Man kommt sich inzwischen naiv vor mit der Frage, aber liefe die Nominierung denn nicht ganz zwangsläufig auf Bernie Sanders hinaus, falls Hillary Clinton tatsächlich ausfiele? „Ach, das würden die Leute um Obama und Hillary nicht zulassen“, sagt Birnbaum gelassen, der seit über 70 Jahren die US-Politik verfolgt. „Natürlich würde es einen erbitterten Kampf geben. Aber ich denke, in diesem Fall liefe es trotzdem auf Biden hinaus.“ Natürlich sei das alles reine Spekulation, und er glaube, wie gesagt, nicht, dass Hillary Clinton überhaupt angeklagt werde. Aber falls doch: dann hätten die Gegner von Bernie Sanders einen Notfallplan in der Tasche.

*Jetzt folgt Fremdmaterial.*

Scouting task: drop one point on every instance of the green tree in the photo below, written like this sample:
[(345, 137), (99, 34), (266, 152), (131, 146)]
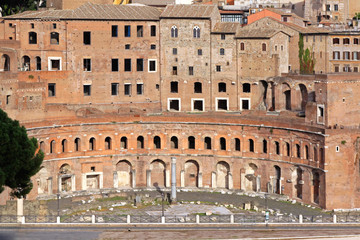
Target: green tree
[(10, 7), (20, 158)]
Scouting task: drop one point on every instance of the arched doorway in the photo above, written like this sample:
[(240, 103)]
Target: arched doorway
[(158, 173), (124, 173), (191, 174), (222, 174)]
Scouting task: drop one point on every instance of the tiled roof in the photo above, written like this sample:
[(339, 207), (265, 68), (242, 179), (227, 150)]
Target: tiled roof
[(225, 27), (95, 11), (189, 11)]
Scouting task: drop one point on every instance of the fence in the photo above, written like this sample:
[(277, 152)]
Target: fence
[(181, 219)]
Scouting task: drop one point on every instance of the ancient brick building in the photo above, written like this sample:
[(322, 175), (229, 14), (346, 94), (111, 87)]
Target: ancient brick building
[(113, 92)]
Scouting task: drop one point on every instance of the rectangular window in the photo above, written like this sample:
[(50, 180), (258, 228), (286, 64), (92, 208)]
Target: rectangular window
[(152, 65), (114, 89), (127, 31), (139, 64), (191, 70), (174, 87), (140, 31), (153, 31), (115, 65), (139, 89), (87, 38), (127, 65), (87, 65), (87, 90), (114, 30), (52, 89), (127, 89)]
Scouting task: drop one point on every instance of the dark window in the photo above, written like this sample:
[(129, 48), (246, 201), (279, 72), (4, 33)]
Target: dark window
[(157, 142), (191, 142), (127, 89), (87, 90), (139, 64), (140, 31), (222, 104), (114, 89), (114, 30), (174, 87), (52, 89), (174, 142), (251, 145), (246, 87), (87, 65), (174, 72), (222, 144), (222, 87), (54, 38), (115, 65), (152, 30), (237, 144), (198, 105), (127, 65), (127, 31), (191, 70), (174, 104), (207, 143), (32, 38), (87, 38), (197, 87), (139, 89)]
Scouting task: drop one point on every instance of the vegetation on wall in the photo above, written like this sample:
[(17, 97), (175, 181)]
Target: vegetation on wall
[(20, 158), (306, 58)]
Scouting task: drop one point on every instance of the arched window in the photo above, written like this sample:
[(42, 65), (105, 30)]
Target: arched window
[(38, 63), (237, 144), (251, 145), (242, 46), (77, 145), (263, 46), (54, 38), (32, 38), (264, 146), (191, 142), (277, 148), (222, 144), (222, 87), (52, 146), (207, 143), (157, 142), (197, 87), (64, 145), (108, 143), (140, 142), (92, 144), (174, 142), (196, 32), (298, 151), (246, 87), (174, 31), (123, 143)]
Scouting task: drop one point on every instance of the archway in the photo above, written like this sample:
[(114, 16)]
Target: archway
[(123, 170), (222, 174), (158, 173), (191, 174)]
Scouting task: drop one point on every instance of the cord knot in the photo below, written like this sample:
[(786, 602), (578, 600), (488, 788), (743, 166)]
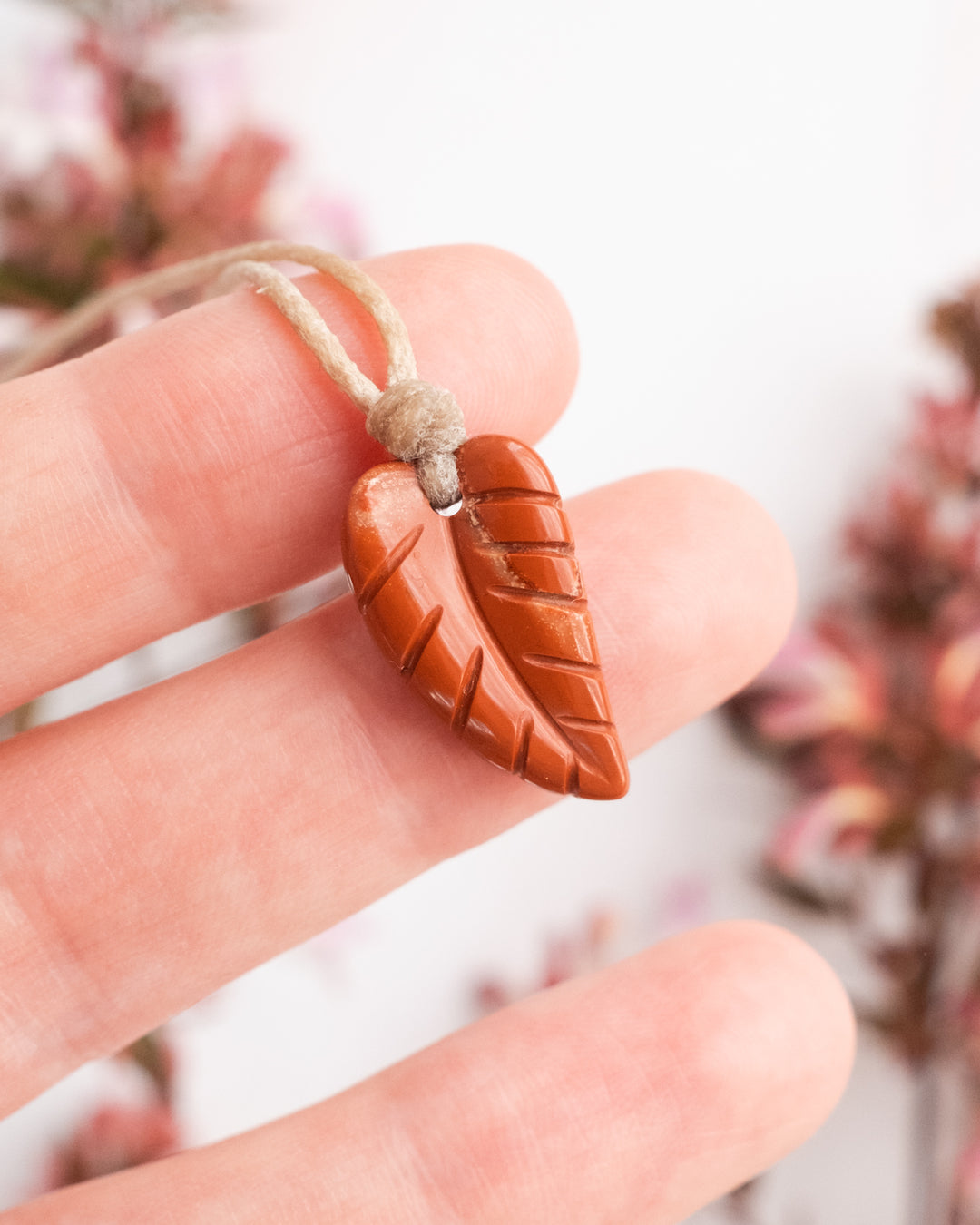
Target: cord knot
[(423, 426)]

Vermutlich werden wir alle nie erfahren, ob Norman Birnbaum Recht hat oder nicht. Aber allein die Vorstellung, dass er Recht haben könnte, macht frösteln. Vielleicht stimmt es ja wirklich: Wenn Wahlen etwas ändern könnten, dann wären sie verboten. Allerdings bedarf es dafür immerhin kluger Taktiker in den Parteizentralen.

Bei den US-Republikanern scheint es die nicht zu geben. Was wiederum auch schade ist. Es taktieren halt immer die Falschen.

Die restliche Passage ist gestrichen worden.